With our rural values firmly researched, they begin framing everything in terms of a culture war: liberal vs. conservative, rural vs. urban, pro-life vs. pro-choice, pro-gun vs. anti-gun continuously blurring the lines of truth and morality. They wield populism so well, that millions of people are basing their political beliefs not on the ethics of policy, but upon their personally held prejudices against “urban liberals.” ‘Northern Elites’ are now ‘Democrats” and the ‘Liberal Media.’ ‘Abolitionists’ are now ‘Communists,’ ‘Tree Huggers,’ and ‘Feminists.’ On the other side of the issue, it is important to realize that no one is addressing the sources of defensiveness found within rural communities.

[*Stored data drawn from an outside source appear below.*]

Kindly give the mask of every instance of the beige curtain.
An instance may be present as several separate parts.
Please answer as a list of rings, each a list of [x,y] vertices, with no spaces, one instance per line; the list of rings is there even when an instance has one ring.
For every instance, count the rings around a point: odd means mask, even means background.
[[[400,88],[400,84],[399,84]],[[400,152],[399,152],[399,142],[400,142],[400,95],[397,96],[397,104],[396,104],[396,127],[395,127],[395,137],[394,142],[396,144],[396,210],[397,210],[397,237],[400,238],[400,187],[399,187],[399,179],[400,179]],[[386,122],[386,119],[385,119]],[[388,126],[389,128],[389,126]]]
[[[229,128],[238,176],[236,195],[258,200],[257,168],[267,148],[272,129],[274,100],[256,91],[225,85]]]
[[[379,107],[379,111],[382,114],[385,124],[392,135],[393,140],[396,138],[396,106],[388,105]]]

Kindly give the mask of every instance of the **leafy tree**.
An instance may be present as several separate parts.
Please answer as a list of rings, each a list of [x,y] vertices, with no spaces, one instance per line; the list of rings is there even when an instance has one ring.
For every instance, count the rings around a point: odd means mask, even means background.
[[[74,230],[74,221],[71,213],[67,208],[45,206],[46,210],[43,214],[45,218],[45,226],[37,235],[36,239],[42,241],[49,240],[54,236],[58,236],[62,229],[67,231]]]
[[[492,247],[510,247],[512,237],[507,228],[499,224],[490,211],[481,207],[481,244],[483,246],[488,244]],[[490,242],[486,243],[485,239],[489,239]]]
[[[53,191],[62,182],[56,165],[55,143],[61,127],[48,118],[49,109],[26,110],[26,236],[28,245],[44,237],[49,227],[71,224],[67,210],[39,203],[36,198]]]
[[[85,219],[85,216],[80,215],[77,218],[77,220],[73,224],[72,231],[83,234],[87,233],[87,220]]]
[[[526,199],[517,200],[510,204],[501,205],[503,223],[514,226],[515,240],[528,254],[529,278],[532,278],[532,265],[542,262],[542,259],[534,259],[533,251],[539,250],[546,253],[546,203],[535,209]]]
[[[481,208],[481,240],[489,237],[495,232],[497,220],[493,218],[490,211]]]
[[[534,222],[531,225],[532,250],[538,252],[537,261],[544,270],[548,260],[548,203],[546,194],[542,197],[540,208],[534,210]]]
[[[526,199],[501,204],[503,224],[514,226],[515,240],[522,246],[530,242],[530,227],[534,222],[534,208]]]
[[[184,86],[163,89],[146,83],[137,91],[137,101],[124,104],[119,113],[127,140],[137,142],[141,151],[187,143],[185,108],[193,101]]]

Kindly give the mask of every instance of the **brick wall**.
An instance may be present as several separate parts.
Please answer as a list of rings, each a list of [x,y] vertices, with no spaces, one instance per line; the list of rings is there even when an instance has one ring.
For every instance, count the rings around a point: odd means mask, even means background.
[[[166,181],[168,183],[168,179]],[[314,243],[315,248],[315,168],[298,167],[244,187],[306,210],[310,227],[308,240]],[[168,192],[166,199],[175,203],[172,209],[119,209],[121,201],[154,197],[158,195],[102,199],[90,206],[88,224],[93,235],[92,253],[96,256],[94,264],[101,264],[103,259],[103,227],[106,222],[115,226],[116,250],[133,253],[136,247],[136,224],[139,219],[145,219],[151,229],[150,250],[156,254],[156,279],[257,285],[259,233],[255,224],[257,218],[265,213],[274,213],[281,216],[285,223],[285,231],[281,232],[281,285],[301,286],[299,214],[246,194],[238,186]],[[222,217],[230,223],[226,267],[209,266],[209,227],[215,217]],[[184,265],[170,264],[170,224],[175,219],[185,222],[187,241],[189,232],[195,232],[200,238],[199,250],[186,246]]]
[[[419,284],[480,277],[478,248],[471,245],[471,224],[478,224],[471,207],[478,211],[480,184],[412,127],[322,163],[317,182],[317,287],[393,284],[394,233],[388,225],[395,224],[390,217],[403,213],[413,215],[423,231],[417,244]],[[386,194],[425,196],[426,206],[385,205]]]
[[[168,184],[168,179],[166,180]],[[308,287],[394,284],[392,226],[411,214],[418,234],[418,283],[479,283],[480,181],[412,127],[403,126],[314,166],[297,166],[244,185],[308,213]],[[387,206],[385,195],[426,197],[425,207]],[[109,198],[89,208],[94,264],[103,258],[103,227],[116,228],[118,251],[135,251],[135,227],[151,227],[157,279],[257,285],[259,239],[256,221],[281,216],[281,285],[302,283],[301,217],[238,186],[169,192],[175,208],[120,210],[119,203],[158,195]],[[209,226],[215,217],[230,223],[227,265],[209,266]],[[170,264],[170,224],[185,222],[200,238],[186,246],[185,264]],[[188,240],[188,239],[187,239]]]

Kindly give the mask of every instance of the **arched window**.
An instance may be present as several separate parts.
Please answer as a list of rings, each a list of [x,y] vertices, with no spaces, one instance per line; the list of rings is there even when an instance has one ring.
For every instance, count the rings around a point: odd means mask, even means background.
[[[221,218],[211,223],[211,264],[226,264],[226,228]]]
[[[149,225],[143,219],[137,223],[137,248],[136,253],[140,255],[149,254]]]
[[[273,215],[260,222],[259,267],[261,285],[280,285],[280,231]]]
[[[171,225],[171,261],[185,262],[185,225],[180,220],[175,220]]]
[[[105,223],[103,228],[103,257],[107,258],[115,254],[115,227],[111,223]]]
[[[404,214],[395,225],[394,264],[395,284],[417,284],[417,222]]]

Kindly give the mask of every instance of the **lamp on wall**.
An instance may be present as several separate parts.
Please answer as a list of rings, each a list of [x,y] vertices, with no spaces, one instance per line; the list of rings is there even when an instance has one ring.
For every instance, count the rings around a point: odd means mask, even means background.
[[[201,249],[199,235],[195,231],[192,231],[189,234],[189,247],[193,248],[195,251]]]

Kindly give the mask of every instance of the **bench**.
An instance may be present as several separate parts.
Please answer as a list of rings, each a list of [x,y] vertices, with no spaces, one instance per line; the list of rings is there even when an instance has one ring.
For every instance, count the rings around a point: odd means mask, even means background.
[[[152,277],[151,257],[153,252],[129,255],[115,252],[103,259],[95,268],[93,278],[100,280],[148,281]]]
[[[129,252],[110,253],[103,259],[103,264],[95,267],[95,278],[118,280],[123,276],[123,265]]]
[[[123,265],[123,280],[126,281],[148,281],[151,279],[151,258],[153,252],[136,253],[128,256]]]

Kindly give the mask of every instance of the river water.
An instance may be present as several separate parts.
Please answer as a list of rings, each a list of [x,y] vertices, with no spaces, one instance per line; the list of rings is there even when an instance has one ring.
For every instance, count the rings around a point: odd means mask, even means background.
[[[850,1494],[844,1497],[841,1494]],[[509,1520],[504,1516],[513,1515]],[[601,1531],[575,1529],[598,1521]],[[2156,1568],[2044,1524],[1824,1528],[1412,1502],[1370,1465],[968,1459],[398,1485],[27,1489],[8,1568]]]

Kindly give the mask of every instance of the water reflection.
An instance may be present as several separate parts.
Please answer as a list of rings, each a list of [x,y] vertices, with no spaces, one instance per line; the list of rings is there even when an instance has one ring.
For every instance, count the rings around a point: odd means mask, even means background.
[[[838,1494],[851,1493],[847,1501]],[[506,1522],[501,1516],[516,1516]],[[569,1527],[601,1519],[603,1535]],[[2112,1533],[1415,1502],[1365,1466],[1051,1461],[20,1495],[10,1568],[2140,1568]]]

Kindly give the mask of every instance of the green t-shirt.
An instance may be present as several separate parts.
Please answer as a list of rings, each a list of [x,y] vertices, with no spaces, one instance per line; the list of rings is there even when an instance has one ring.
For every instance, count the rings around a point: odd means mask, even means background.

Rural people are still depicted as slack-jawed idiots by the media. It remains socially acceptable to stereotype us as rednecks, hillbillies, and white trash. The majority of state and national policy is governed by urban provincialism. Rural people feel underrepresented and looked down upon, giving rise to the defense of their identity, and their values, by any means necessary.

Liberals and conservatives, rural and urban, we all need to understand the parts we play and how powerful interests manipulate us based on our cultural identity, be it where we are from, how we live, or the color of our skin. The hatred we are seeing is only the symptom of a much larger problem, one that Martin Luther King, Jr. began to realize and fight against—a classist economic system that divides and oppresses all but the wealthiest of our nation. There is much work to be done and we must be engaged on all fronts, beginning with ourselves and within our own communities.